Paul Thomas Mirabella (born March 20, 1954) is an American former professional baseball pitcher. Mirabella, who threw left-handed, played all or parts of 13 seasons in Major League Baseball (MLB) for the Texas Rangers (1978 and 1982), New York Yankees (1979), Toronto Blue Jays (1980–81), Baltimore Orioles (1983), Seattle Mariners (1984–86) and Milwaukee Brewers (1987–90).

Mirabella attended Parsippany High School in Parsippany-Troy Hills, New Jersey, then Montclair State University.

The Rangers selected Mirabella in the first round of the January phase of the 1976 MLB draft. He led the Western Carolinas League with 136 strikeouts in 1976, then led the Texas League with 4 shutouts in 1977.
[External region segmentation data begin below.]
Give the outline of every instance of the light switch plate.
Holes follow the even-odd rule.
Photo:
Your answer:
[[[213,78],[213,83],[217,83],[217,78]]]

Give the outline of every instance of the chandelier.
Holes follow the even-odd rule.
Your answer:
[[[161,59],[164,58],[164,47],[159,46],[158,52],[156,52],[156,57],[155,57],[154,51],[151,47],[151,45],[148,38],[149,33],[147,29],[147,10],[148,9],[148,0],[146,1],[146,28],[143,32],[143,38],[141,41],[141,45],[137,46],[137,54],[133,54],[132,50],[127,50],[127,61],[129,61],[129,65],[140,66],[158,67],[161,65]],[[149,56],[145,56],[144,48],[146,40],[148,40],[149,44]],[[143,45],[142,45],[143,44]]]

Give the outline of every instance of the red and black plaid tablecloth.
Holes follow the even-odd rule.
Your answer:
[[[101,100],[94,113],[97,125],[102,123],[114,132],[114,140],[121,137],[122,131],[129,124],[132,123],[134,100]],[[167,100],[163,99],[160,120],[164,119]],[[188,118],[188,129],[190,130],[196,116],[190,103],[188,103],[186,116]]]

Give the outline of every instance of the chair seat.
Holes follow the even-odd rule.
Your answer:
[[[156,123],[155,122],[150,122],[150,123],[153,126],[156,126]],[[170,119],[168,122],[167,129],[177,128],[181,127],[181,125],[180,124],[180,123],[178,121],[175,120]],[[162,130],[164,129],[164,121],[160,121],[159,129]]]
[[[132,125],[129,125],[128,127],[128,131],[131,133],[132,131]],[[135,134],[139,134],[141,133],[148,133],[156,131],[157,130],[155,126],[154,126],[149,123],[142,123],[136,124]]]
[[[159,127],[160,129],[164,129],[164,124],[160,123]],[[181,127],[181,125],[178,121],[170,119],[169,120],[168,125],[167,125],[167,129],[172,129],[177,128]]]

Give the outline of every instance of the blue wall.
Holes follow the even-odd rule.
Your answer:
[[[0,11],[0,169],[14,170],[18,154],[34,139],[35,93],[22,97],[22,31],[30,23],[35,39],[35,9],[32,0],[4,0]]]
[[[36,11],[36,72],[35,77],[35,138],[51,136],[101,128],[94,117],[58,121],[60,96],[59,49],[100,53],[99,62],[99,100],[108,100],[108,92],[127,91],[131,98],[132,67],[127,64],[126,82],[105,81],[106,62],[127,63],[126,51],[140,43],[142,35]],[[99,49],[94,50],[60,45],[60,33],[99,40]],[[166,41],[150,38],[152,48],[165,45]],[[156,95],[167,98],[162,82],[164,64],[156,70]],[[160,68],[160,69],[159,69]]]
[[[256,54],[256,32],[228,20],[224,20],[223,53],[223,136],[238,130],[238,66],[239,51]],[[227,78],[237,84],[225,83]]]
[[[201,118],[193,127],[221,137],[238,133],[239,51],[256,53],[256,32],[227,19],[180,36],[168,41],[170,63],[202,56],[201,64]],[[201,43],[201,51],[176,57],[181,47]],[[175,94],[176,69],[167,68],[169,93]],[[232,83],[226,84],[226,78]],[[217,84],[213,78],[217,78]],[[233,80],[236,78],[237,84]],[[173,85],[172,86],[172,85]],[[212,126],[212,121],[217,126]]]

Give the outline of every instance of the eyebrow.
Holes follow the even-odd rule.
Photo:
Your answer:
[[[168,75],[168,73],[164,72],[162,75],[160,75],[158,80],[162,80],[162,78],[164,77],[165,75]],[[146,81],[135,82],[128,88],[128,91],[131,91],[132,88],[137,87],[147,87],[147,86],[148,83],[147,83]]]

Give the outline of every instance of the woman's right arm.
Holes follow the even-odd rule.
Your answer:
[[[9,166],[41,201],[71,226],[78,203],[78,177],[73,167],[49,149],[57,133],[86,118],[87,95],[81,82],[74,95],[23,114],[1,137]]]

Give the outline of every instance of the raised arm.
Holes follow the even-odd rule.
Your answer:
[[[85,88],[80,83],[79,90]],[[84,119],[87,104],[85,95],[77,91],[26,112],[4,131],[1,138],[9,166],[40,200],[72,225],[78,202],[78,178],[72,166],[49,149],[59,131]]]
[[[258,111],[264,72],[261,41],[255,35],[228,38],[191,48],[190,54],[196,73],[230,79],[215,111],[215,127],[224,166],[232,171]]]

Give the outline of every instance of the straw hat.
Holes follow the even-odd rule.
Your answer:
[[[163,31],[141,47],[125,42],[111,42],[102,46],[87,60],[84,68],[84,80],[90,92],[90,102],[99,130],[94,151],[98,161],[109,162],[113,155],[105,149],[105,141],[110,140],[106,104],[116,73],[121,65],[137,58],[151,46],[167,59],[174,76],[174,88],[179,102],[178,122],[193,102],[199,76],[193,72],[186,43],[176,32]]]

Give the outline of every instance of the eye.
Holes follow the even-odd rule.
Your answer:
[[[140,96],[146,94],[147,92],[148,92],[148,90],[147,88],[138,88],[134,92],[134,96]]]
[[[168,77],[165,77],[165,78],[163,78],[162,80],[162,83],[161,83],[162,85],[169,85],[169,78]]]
Mirabella made his MLB debut with Texas on July 28, 1978. That November, the Rangers traded him with Dave Righetti, Juan Beníquez, Mike Griffin, and Greg Jemison to the Yankees for Sparky Lyle, Mike Heath, Larry McCall, Dave Rajsich, Domingo Ramos, and cash. After one season in New York, the Yankees traded Mirabella with Chris Chambliss and Dámaso García to the Blue Jays for Rick Cerone, Tom Underwood, and Ted Wilborn in November 1979.
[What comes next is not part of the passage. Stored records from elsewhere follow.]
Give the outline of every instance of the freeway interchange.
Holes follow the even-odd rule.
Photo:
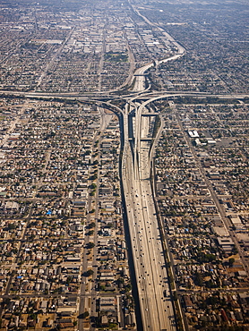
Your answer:
[[[136,10],[138,14],[139,12]],[[144,20],[147,20],[142,16]],[[147,22],[153,25],[150,21]],[[158,27],[158,29],[160,29]],[[124,191],[124,205],[128,224],[130,248],[134,269],[138,303],[141,316],[140,330],[175,331],[178,329],[176,321],[176,306],[173,302],[172,288],[167,268],[165,245],[150,183],[153,149],[160,134],[160,128],[154,140],[151,138],[155,115],[150,113],[150,104],[158,99],[171,99],[176,97],[216,97],[219,98],[243,98],[247,95],[210,95],[198,92],[150,92],[146,89],[146,72],[162,63],[177,60],[185,50],[169,35],[167,38],[177,47],[174,55],[153,61],[138,68],[132,77],[131,94],[117,97],[103,92],[98,95],[73,93],[39,93],[1,91],[2,94],[30,98],[63,98],[97,102],[106,105],[119,114],[123,128],[123,154],[121,160],[121,180]],[[130,85],[132,85],[132,81]],[[146,99],[146,101],[142,101]],[[124,101],[124,107],[119,108],[113,100]],[[161,126],[163,123],[161,123]],[[82,290],[83,291],[83,290]],[[182,318],[181,310],[179,311]],[[182,318],[183,320],[183,318]],[[183,324],[185,330],[185,325]]]
[[[149,116],[124,113],[122,182],[143,330],[176,330],[164,251],[150,186]],[[129,132],[134,130],[134,144]],[[131,133],[130,133],[131,134]]]

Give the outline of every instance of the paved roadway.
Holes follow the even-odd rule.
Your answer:
[[[142,138],[148,136],[150,117],[142,117],[141,109],[137,108],[133,127],[129,128],[129,107],[126,105],[124,112],[122,180],[142,329],[173,331],[176,327],[150,182],[150,142],[141,141]],[[133,157],[134,150],[128,140],[128,132],[134,128],[137,157]]]

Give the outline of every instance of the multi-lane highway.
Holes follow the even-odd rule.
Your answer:
[[[150,182],[150,140],[148,138],[150,117],[142,116],[142,109],[145,111],[143,107],[126,105],[124,112],[124,143],[122,161],[122,181],[142,328],[155,331],[176,330],[163,247]],[[129,114],[130,116],[134,114],[133,121],[129,120]]]

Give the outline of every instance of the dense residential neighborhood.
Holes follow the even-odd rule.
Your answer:
[[[248,4],[0,4],[0,331],[249,328]]]

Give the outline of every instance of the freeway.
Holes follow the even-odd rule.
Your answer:
[[[126,104],[124,117],[122,181],[143,330],[176,330],[164,251],[150,181],[150,117]],[[129,121],[129,112],[135,115]],[[129,127],[131,126],[132,128]],[[130,144],[133,132],[134,144]]]

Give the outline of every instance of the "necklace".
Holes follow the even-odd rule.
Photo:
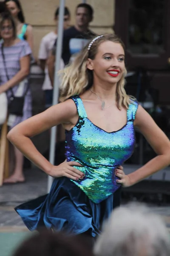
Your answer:
[[[95,94],[96,94],[96,95],[97,96],[97,97],[99,99],[99,100],[100,100],[101,102],[102,102],[102,110],[104,110],[104,109],[106,109],[106,108],[110,108],[110,107],[111,107],[111,106],[112,106],[112,105],[113,105],[113,103],[112,104],[111,104],[111,105],[110,105],[108,107],[107,107],[107,108],[105,108],[105,101],[104,100],[102,100],[101,99],[100,99],[100,98],[99,97],[99,95],[98,95],[97,94],[97,93],[96,93],[94,92],[93,92],[92,91],[92,90],[91,90],[91,89],[90,89],[90,90],[91,91],[91,92],[92,93],[94,93]]]

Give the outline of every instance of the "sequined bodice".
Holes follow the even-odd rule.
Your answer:
[[[116,182],[116,167],[131,155],[135,142],[133,121],[138,108],[136,102],[127,111],[126,125],[116,131],[108,133],[88,118],[82,99],[72,96],[79,118],[76,125],[66,131],[66,157],[82,166],[75,166],[85,175],[78,181],[71,180],[94,203],[106,199],[120,186]]]

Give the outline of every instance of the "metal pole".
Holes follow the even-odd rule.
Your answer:
[[[56,46],[56,64],[53,90],[53,105],[56,105],[58,103],[58,99],[59,97],[60,81],[57,73],[58,71],[60,69],[62,55],[65,4],[65,0],[60,0],[58,37]],[[55,145],[57,131],[57,126],[54,126],[51,129],[49,161],[53,165],[54,164],[55,154],[56,153]],[[48,177],[47,186],[48,192],[49,192],[50,190],[53,180],[53,178],[51,176]]]

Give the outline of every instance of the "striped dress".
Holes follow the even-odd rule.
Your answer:
[[[0,42],[0,49],[1,49],[2,42]],[[11,79],[20,71],[20,59],[21,58],[29,55],[31,54],[31,50],[28,44],[25,41],[20,41],[14,45],[8,47],[4,47],[3,52],[5,56],[6,67],[7,69],[8,74]],[[21,92],[20,90],[20,96],[23,96],[29,86],[28,78],[24,79],[24,84],[23,85]],[[1,50],[0,50],[0,86],[4,84],[7,81],[4,65],[3,61]],[[12,87],[13,93],[15,95],[18,96],[18,90],[19,90],[19,84],[16,84]],[[8,102],[11,96],[11,92],[10,90],[7,91]],[[23,116],[12,116],[12,122],[10,122],[10,128],[12,128],[21,122],[30,117],[32,115],[32,99],[30,90],[29,88],[25,97],[24,105],[23,110]]]

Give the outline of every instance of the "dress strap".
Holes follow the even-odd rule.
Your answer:
[[[139,102],[137,101],[131,101],[130,102],[127,111],[128,121],[134,121],[138,106]]]
[[[74,95],[70,97],[72,99],[77,108],[78,113],[80,117],[87,117],[86,111],[85,111],[82,101],[79,95]]]
[[[23,35],[24,35],[26,32],[26,30],[27,29],[27,27],[28,26],[28,24],[27,24],[26,23],[25,23],[22,26],[22,33],[23,34]]]

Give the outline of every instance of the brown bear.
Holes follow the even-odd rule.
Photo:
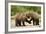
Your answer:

In 1980, Mirabella had a career-high 22 starts and threw the only three complete games and one shutout of his MLB career, but he had a 5–12 win–loss record. He never started more than two games in any future season. He pitched in eight games for Toronto in 1981. He was traded twice in the offseason, first in December to the Chicago Cubs for a player to be named later (PTBNL) (later identified as Dave Geisel), then back to the Rangers in March 1982 with a PTBNL for Bump Willis. In his second stint with Texas, he worked exclusively as a reliever for the first time, pitching in 40 games. The Rangers released him on March 26, 1983, a year after trading for him.
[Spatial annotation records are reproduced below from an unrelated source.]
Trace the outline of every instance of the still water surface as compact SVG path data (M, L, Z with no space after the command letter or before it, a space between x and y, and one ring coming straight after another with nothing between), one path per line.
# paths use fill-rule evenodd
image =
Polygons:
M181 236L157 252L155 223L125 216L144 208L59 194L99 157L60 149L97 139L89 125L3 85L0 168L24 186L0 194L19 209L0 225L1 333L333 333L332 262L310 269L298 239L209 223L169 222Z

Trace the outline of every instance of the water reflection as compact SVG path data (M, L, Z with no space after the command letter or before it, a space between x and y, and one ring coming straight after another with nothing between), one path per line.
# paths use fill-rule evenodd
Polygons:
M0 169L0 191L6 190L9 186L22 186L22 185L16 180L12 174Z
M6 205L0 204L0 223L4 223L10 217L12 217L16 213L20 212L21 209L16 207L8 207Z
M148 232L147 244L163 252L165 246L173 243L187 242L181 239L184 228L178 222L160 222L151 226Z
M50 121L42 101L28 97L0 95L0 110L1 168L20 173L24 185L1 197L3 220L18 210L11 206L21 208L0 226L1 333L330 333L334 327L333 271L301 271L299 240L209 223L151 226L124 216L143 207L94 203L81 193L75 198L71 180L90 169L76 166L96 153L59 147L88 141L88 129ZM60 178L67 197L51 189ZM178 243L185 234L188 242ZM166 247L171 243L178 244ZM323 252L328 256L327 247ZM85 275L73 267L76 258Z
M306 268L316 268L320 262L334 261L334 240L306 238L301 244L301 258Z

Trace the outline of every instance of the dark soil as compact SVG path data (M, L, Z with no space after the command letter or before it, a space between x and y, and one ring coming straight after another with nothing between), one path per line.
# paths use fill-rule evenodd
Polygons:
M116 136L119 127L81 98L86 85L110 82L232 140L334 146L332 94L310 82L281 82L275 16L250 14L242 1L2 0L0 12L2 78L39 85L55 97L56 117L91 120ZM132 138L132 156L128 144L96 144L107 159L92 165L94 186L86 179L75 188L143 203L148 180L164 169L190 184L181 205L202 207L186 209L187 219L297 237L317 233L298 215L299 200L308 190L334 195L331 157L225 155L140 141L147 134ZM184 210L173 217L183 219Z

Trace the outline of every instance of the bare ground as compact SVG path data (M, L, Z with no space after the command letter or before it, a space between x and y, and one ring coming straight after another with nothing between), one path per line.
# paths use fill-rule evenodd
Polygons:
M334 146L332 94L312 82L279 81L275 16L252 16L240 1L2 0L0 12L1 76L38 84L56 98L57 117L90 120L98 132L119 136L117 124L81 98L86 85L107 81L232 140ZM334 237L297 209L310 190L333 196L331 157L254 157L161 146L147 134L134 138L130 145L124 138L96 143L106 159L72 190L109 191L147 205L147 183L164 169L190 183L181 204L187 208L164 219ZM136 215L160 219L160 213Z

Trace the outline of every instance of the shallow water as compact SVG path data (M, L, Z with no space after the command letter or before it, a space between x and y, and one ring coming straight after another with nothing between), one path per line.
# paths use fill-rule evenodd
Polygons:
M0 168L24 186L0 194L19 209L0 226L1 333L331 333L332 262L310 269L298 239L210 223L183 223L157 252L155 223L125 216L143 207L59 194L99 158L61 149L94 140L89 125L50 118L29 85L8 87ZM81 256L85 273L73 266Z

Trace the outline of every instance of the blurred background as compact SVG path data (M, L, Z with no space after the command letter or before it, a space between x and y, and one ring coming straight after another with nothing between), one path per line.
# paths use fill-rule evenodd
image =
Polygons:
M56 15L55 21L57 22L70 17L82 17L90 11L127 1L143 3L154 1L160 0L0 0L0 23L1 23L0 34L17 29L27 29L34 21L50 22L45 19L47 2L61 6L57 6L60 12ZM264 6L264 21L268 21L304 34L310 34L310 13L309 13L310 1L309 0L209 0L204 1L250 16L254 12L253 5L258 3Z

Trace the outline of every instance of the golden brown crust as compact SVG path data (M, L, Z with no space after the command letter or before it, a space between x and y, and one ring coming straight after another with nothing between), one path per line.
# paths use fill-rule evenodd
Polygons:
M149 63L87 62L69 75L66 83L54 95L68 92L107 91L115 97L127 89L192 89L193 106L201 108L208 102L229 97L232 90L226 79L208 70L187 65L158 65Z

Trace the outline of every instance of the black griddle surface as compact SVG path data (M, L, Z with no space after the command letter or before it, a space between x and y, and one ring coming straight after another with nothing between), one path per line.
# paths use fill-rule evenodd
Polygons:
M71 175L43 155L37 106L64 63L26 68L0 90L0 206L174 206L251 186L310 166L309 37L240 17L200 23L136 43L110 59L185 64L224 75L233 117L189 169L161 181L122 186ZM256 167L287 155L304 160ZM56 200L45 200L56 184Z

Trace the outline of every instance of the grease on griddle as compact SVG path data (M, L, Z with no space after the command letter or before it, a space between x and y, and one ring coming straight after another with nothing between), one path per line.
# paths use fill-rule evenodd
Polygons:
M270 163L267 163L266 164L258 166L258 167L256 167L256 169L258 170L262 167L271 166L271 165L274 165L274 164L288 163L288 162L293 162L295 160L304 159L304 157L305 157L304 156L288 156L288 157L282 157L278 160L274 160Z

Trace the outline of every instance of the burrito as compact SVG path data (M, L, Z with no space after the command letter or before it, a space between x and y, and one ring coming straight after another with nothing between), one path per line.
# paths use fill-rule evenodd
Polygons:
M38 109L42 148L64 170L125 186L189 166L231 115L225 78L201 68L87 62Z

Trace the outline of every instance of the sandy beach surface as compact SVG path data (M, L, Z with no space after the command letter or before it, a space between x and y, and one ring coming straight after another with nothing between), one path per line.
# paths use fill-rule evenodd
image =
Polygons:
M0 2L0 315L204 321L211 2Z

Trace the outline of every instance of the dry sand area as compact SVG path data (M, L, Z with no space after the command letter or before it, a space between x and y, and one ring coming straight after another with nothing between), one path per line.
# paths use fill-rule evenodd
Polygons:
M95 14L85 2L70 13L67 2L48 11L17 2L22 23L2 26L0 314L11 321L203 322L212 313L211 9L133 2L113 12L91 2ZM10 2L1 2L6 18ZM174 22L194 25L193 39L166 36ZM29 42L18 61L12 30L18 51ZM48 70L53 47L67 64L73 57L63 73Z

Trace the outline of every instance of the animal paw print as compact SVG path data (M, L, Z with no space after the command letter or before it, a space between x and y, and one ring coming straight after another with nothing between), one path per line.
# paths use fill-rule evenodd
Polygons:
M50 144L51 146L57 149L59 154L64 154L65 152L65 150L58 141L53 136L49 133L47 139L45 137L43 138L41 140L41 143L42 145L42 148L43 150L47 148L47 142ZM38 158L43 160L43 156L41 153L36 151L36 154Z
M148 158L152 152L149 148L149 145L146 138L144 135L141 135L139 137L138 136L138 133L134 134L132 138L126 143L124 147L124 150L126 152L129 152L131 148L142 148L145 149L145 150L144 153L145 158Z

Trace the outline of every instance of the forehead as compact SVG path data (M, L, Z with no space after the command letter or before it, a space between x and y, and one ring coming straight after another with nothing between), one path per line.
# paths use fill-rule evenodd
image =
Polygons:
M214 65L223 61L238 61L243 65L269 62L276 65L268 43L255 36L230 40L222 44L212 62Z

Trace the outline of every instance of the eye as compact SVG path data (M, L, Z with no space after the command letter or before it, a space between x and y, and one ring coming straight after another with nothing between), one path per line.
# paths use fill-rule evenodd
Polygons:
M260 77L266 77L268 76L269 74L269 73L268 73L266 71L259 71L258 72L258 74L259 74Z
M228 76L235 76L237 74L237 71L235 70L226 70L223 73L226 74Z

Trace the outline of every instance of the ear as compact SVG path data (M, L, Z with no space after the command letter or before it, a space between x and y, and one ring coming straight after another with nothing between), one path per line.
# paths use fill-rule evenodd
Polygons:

The following month, Mirabella signed with the Orioles. He pitched in three games for the Orioles, his fewest in any MLB season. The Philadelphia Phillies purchased his contract in August. Despite his limited action, he received a $500 World Series share from the Orioles after the season.

Mirabella played for the Mariners for the next three seasons, pitching in a career-high 52 games in 1984. He began the following season in the majors, but was demoted in May. He pitched in 18 MLB games combined in his final two seasons with the Mariners.

Mirabella played four seasons with Milwaukee to end his MLB career. He second season, in 1988, was one of his finest in the majors, with career bests with four saves and a 1.65 earned run average (ERA).

In the majors, Mirabella had a 19–29 record with a 4.45 ERA. He appeared in 298 games, including 33 as a starting pitcher. He pitched three complete games, including one shutout. As a relief pitcher, he finished 88 games, with 13 saves. Overall, he pitched 499 2/3 innings, facing 2,236 batters, striking out 258.

== Personal life ==
Mirabella and his wife have two children.

In high school, Mirabella played football and was the captain of his fencing team.